CEBERÛT ÂLEMİ’NİN ORUCU
Havasın orucu ise, “kalbin veya ruhun orucu” olarak bilinen oruçtur!.
"Kalb"in yâni "şuur"un orucu nasıl olur?.
"Kalb" yani "şuur"un, beş duyu, şartlanmalar ve bunlara dayalı olarak vehmin kendisine var kabul ettirdiği varlıklardan bilincini arıtması, bu tür kabullerden kesilmesi, onun orucudur.

CEBERÛT ÂLEMİ’NİN ORUCU
NASIL BOZULUR?

Bu oruçta, orucu kesintiye düşüren şey; mevcûdatta müstakil varlıkların varolduğunu düşünmektir!. Tevbesi ise, Tek'liğe sığınmaktır!.

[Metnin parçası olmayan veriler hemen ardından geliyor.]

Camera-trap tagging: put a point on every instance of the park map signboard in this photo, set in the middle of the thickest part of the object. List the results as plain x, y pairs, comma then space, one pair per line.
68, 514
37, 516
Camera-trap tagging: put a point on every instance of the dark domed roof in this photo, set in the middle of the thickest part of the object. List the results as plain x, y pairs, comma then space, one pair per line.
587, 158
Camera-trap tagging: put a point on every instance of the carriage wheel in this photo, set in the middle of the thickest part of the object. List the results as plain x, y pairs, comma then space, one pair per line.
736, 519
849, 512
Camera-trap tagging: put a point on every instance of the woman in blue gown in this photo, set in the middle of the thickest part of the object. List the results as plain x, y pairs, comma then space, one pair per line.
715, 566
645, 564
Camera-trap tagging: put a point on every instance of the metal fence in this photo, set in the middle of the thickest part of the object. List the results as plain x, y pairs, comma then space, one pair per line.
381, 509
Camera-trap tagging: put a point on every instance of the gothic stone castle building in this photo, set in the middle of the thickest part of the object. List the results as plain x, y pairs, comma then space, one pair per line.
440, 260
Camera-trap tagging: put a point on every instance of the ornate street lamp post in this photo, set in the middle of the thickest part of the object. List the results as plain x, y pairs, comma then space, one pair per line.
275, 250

‘’Falanca şöyle yaptı, filanca böyle yapıyor, fişmekânca böyle yaptı da onun için böyle oldu, keşke böyle yapmasaydı, böyle olmazdı...’’ gibi görüş veya düşüncelere dalındığı anda bu oruç bozulmuş demektir!.
Çünkü, Hakikatta, bütün isimlerin ardında tek bir fâili hakiki vardır ki, o da Allah'tır!. Ve seyirde olan, bu Hakikatten perdelendiği anda da orucunu bozmuş olur!.
Ceberût âlemini yaşayanın orucuna sekte vuran hâl ise; esmâdan bir isimle kayıtlı durumda kendini hissedip, o ismin mânâsının seyrinde mukayyed olmaktır.
Çünkü, Ceberût âleminde yaşayanın gayesi, lâhut âlemine geçip, Zâtı Ehadiyyette, "hiç" olmaktır!. Perdesi ise, esmâ âlemidir!.
İşte bu öyle bir oruçtur ki, tutan, içinde kaybolmuş; Varlıkta Bakî olan Allah kalmıştır!.